Отказывала из-за своей любви к Чурсину. После очередной слезной ночи приходила к твердому намерению, что надо идти к своему любимому мужчине и все ему рассказать о своих чувствах. Утром она приходила в институт и уверенно поднималась на третий этаж. Затем очень осторожно подходила к доске объявлений и находила любимую фамилию. Потом с опаской бросала взгляд на знакомую дверь. Чурсин из помещения не выходил. Проходило несколько минут. Он опять не выходил. Стиснув зубы, она неспеша отходила от двери и исчезала в потоке студентов…

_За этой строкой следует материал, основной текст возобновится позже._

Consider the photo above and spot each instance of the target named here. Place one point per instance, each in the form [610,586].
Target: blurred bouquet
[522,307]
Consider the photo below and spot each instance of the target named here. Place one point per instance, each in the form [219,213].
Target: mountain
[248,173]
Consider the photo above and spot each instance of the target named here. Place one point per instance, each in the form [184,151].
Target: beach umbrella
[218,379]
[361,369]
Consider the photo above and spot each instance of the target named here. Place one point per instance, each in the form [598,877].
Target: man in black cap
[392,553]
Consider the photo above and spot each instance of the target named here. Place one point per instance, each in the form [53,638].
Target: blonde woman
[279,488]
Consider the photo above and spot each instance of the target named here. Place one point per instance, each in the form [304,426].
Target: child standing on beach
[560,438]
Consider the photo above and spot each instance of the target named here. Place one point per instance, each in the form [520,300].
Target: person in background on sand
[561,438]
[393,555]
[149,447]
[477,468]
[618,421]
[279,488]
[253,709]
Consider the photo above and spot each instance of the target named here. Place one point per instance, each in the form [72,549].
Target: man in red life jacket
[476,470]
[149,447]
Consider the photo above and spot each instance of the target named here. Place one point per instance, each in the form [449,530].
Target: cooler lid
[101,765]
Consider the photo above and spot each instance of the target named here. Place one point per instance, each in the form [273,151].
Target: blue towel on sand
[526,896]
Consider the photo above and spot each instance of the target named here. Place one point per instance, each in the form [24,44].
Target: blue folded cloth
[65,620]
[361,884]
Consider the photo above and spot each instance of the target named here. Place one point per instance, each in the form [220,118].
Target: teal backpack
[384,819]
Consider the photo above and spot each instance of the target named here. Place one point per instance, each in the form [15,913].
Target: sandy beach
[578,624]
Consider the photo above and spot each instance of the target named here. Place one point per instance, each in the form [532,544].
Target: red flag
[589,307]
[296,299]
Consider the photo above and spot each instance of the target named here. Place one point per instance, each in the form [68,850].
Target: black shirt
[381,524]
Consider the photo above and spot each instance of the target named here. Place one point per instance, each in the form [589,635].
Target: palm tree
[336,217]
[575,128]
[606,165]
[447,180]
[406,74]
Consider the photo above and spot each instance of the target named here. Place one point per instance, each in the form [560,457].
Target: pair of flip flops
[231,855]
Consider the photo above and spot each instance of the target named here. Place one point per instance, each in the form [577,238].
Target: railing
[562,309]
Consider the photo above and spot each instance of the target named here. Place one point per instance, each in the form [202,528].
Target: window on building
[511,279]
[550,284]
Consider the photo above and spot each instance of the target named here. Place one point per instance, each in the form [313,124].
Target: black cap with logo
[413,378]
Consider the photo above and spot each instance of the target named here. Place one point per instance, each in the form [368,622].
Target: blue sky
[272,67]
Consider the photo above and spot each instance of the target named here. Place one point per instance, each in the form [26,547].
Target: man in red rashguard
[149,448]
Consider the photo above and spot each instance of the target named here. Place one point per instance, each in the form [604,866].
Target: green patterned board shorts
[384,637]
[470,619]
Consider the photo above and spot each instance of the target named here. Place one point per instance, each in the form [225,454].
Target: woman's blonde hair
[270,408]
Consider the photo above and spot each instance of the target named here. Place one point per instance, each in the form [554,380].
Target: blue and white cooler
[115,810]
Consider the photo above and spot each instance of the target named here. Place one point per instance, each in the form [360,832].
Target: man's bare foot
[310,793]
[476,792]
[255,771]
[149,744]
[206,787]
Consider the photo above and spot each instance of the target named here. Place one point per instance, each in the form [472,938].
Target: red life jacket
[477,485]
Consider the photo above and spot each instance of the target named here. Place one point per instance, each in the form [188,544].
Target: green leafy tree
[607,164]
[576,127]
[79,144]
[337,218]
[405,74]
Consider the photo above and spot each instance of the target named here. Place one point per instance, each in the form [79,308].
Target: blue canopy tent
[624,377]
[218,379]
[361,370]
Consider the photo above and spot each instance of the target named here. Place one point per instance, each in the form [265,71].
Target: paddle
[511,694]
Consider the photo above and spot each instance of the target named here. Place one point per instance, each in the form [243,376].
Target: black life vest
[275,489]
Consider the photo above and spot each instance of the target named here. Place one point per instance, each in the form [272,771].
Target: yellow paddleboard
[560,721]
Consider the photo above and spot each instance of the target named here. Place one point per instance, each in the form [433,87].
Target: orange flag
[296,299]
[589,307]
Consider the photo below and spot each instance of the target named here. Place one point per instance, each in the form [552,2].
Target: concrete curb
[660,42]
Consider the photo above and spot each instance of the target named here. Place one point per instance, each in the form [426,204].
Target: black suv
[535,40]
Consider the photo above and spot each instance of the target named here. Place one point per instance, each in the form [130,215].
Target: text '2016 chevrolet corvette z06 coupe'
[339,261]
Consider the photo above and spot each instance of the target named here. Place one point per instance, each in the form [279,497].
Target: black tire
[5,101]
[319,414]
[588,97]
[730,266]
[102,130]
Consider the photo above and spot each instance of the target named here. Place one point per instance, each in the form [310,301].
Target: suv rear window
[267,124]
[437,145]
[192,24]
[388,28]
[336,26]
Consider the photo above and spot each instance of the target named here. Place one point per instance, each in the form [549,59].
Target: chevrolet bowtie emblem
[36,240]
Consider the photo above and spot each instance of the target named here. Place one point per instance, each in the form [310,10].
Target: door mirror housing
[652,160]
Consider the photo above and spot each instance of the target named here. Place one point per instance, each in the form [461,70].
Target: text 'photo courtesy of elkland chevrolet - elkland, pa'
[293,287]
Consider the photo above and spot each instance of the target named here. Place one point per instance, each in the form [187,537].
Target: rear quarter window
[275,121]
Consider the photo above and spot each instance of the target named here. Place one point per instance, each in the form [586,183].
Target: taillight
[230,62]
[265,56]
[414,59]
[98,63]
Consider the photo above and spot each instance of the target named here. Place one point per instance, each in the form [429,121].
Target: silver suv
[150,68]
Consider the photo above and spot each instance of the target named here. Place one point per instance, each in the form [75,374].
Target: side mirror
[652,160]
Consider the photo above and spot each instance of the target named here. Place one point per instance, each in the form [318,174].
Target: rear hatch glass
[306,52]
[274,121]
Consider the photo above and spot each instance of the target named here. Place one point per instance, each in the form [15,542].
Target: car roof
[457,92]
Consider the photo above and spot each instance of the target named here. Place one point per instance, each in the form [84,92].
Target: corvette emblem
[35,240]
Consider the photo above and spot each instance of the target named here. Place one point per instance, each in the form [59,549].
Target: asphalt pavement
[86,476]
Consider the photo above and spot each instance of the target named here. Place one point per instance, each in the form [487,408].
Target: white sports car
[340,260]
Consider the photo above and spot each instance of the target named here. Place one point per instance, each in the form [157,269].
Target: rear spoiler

И в этот понедельник она подошла к доске объявлений. От внезапной радости ее сердце чуть-чуть екнуло. Она не верила своим глазам. В графе экзаменатор вместо фамилии Левин стояла фамилия Чурсин. Фамилия любимого человека была написана авторучкой. Она еще раз прочитала объявление, думала, что подвох. В том, что это была правда, она убедилась через пару минут. Дверь кафедры истории КПСС открылась и перед нею появился Чурсин. Он был чем-то озабочен, и как обычно, кивком головы поприветствовал знакомую студентку и в сей миг скрылся в аудитории, где бухгалтерам предстояло сдавать экзамен. Лариса на этот раз не обиделась на Чурсина. Наоборот, ее душа от радости пела. Ее любимый мужчина принимал у нее экзамен. У нее появилась еще одна возможность, притом последняя, взглянуть в его голубые глаза.
Перед входом в аудиторию уже стояла первая пятерка, в составе которой было четыре девушки и один парень. Возглавлял ее Юрка Чижов, он первым сдавал экзамен. После сдачи он отвечал за организацию шпаргалок. Все они были одинакового размера и пронумерованы строго по билетам. Все теоретическое «наследие» КПСС находилось в небольшой кожаной папочке, которую Юрка носил подмышкой. Эта папочка была известна не только всему студенческому потоку, но и преподавателям. Во время зачетов и контрольных работ Юрка садился на заднюю парту и с улыбкой ложил папку на самый край парты. Никто из преподавателй не пытался проверить ее содержимое. Да и зачем. Она лежала у всех на виду.
Юрка Чижов первым узнал о новом экзаменаторое и рысью кинулся к девчатам. Радости не было предела. Чурсин был намного башковитее, чем заведующий кафедрой. Главный историк института читал лекции очень быстро, стараясь как можно больше дать информации. Студенты часто сверяли содержание его лекций с учебником. Нередко были в недоумении. Лекции, как две капли воды, были переписаны с учебника по истории КПСС. Чурсин же прописные истины очень толстой книги не повторял. Он давал новый материал, который для большинства студентов был неведом. Да и темы рефератов он, как правило, согласовывал с ними. Методика проведения семинарских занятий у него в корне отличалась от других руководителей. Он никогда не спрашивал тех, кто усердно тянул руки. Активистов он не замечал, спрашивал молчунов. Иногда студенты пытались его тактику сломать. Они все дружно поднимали руки. Чурсин при виде целого леса рук весело улыбался, затем опускал голову вниз. Группа на какой-то миг замирала. Пробежав глазами по журналу, он называл фамилию.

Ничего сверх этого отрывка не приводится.